その中に奈良県が含まれており、伝承としては大同元年(806年)に弘法大師が中国より茶の種を持ち帰り、奈良の地に植えさせたのがはじめとされています。
栄西禅師が茶を再導入した後、各地に広まり奈良県においても興福寺の周辺に茶が栽培されていたことが知られています(1249年(建長元年)「鎌倉遺文」7153号による)。さらに西大寺・般若寺・室生寺などの寺院茶園など大きな茶園が広がって急速に普及し、16世紀には吉野郡山間に茶生産が拡大しました。
茶園面積の小さい吉野地域はほとんど茶産業から撤退し現代は大和高原北部地域において生産され、広域流通のため広域茶流通センター(JAならけん)が設置されるなど茶業の先進県となっています。

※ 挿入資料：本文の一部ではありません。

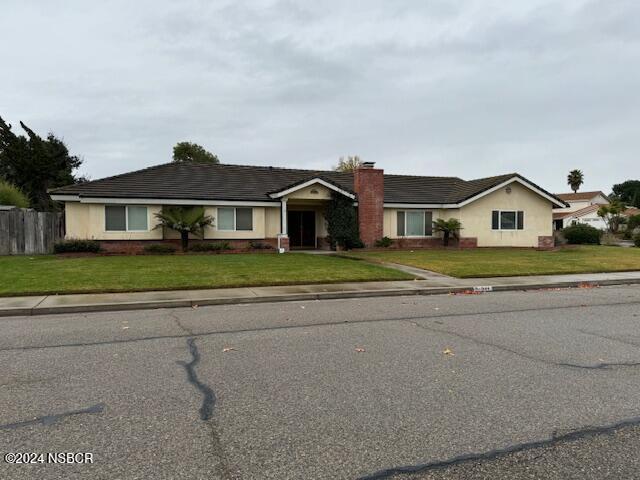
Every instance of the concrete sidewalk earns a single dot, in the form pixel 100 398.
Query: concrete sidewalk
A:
pixel 40 305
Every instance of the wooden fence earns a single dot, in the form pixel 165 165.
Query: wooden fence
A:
pixel 27 232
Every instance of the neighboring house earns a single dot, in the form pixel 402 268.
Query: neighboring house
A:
pixel 588 215
pixel 286 206
pixel 582 208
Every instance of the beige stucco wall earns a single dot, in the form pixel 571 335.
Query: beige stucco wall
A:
pixel 390 219
pixel 86 221
pixel 476 218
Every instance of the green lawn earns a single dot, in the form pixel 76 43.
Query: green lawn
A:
pixel 21 275
pixel 495 262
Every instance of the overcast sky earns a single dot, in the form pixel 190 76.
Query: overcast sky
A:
pixel 427 87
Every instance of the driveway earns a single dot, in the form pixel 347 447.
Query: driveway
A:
pixel 500 385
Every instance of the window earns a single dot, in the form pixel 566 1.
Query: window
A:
pixel 239 219
pixel 125 218
pixel 414 223
pixel 507 220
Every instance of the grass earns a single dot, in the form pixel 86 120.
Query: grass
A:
pixel 51 275
pixel 500 262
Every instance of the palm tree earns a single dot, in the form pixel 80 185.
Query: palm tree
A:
pixel 348 164
pixel 448 228
pixel 575 179
pixel 185 220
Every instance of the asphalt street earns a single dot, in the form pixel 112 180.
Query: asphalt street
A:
pixel 541 384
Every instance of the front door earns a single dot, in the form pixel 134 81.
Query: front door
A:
pixel 302 228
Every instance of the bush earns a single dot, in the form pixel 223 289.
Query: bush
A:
pixel 12 195
pixel 77 246
pixel 384 242
pixel 581 233
pixel 342 223
pixel 159 249
pixel 260 245
pixel 633 222
pixel 210 247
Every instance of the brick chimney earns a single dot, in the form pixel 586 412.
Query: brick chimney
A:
pixel 368 183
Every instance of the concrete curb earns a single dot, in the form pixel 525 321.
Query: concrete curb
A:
pixel 405 291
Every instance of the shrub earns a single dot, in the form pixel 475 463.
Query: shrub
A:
pixel 210 247
pixel 260 245
pixel 581 233
pixel 159 249
pixel 633 222
pixel 77 246
pixel 342 223
pixel 384 242
pixel 12 195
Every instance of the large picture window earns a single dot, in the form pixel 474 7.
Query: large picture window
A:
pixel 235 219
pixel 415 223
pixel 126 218
pixel 507 220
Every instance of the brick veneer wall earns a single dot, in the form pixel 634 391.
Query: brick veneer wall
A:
pixel 368 183
pixel 137 246
pixel 468 242
pixel 546 242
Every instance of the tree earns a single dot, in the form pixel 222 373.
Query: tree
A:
pixel 184 220
pixel 628 192
pixel 192 152
pixel 34 164
pixel 575 179
pixel 448 228
pixel 348 164
pixel 612 215
pixel 342 222
pixel 12 195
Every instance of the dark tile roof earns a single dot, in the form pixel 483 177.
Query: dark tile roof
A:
pixel 192 181
pixel 580 196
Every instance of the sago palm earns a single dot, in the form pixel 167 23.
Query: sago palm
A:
pixel 185 220
pixel 448 228
pixel 575 179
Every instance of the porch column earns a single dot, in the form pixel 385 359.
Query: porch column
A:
pixel 283 220
pixel 283 238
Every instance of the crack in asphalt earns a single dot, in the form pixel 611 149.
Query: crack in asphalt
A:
pixel 606 337
pixel 554 439
pixel 597 366
pixel 207 406
pixel 286 327
pixel 50 419
pixel 208 397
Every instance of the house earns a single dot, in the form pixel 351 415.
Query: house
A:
pixel 582 208
pixel 285 206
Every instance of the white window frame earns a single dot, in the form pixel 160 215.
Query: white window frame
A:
pixel 126 218
pixel 500 229
pixel 235 226
pixel 424 212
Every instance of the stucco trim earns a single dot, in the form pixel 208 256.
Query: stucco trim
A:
pixel 308 183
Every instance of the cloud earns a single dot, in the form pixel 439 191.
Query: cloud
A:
pixel 427 87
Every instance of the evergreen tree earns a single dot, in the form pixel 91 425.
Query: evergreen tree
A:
pixel 35 165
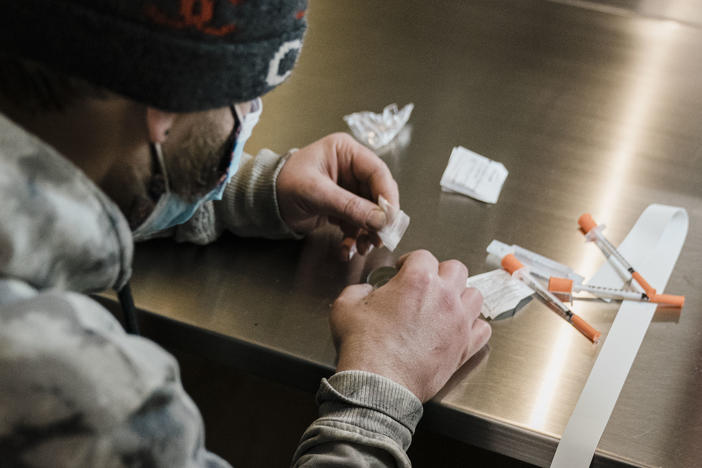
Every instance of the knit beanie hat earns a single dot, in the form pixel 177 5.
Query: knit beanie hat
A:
pixel 175 55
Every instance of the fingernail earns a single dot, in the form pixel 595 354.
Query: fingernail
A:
pixel 377 220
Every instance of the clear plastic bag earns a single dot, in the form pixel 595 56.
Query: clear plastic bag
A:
pixel 377 130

この地域は標高200~500mで平均気温13~15℃、降雨量 1500mmの山間冷涼地で、日照時間も短く、昼夜の温度差も大きく、良質なお茶の生産には最適地です。生産量は、年間約2,490トンで全国第6位となっています。
「大和茶」はあまり知られていませんが、近くの宇治茶にも歴史・品質で負けない「隠れた銘茶」と言えます。